In 2006, the settlement finally secured the budget to build a seawall on the side of the island facing the sea. The construction of a wall made of plastic cylindrical baskets filled with pebbles and sand started the same year. The workers stacked these baskets on top of each other, in order to create a barrier able to stop big waves. Despite protests from the locals, gravel and sand to fill the baskets were not brought, but were dug out on that very coast, not far from the fuel tanks and airport runway, destroying the already unstable surface of the island.
The opening ceremony for the barrier was scheduled on October 12, 2006, but the day before a strong storm hit Kivalina again and destroyed the newly built seawall.

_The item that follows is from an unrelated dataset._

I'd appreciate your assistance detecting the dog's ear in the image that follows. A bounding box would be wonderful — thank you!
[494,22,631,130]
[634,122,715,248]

In 2006, the U.S. Army Corps of Engineers analyzed the situation in Kivalina and concluded that the village needed to be relocated immediately. The project was estimated between 100 and 400 million US dollars.
In September 2007, meteorologists warned the villagers about a coming storm with three meter high waves. They decided to begin voluntary evacuation. Most of the residents were transported on planes and boats, but some of them decided to stay. Lona Adams was one of them. She said that people gathered at school, hoping to wait for the weather to calm down. Then a plane came and took about ten people. When the wind became stronger, the planes stopped flying to the island. People were evacuated on ATVs to the Red Dog mine.
— When almost everybody left, Kivalina resembled a ghost town. Those who stayed had a very strange feeling: no usual children’s voices were heard in the street. Everybody came back only after four days, — Lona recalls.
In 2008, the U.S. Army Corps of Engineers started building a new seawall from big rough cobblestones, brought on a barge from Nome. This wall still protects Kivalina from coastal erosion during the storms.
Ralph Knox, one of the local bone carvers, lives from selling his products to the visitors of the village. They are usually teachers, builders, or journalists. Lately, more people started coming to document how Kivalina is affected by climate change.
— We always had a few visitors, but now there are anthropologists, ecologists, journalists, TV crews. Many media people came here after Obama flew over Kivalina. When his plane was flying above us, many were waving their hands. It is a pity that our runway is not built to land the President’s plane. I would be happy to have shaken his hand.
It is getting more difficult to make handicrafts. There are fewer animals whose bones I use for work. There were no whales this year. The ice becomes thin and dangerous much earlier, many are afraid to walk on it.
I have spent a week in Kivalina and started feeling at home there. It’s so small that you can walk around it just in 20 minutes. I met almost all the villagers, tried Iñupiat food, went fishing. Some evenings I was coming to the seawall to look at the sea. I was standing on those rocks that protect this tiny piece of land from the storms. This artificial barrier keeps safe only a part of the village, while the other side of Kivalina and the airport runway remain unprotected.
The builders themselves said that the seawall will only postpone Kivalina’s fate for 10 or 15 years. After that, the village will most likely vanish. It is unclear, if the locals will be able to move to the new houses before the village disappears, or will they have to become climate refugees in their own country.
The story of Kivalina is not unique for Alaska. There are at least 10 Eskimo villages facing the same fate. In some of them, people are only discussing whether they should take measures to relocate or not. In others, they have decided not to leave their lands no matter what. Only in Newtok village located in a swampy area near the Bering Sea people are actively building homes in the new location and slowly resettling. This is where my journey takes me next.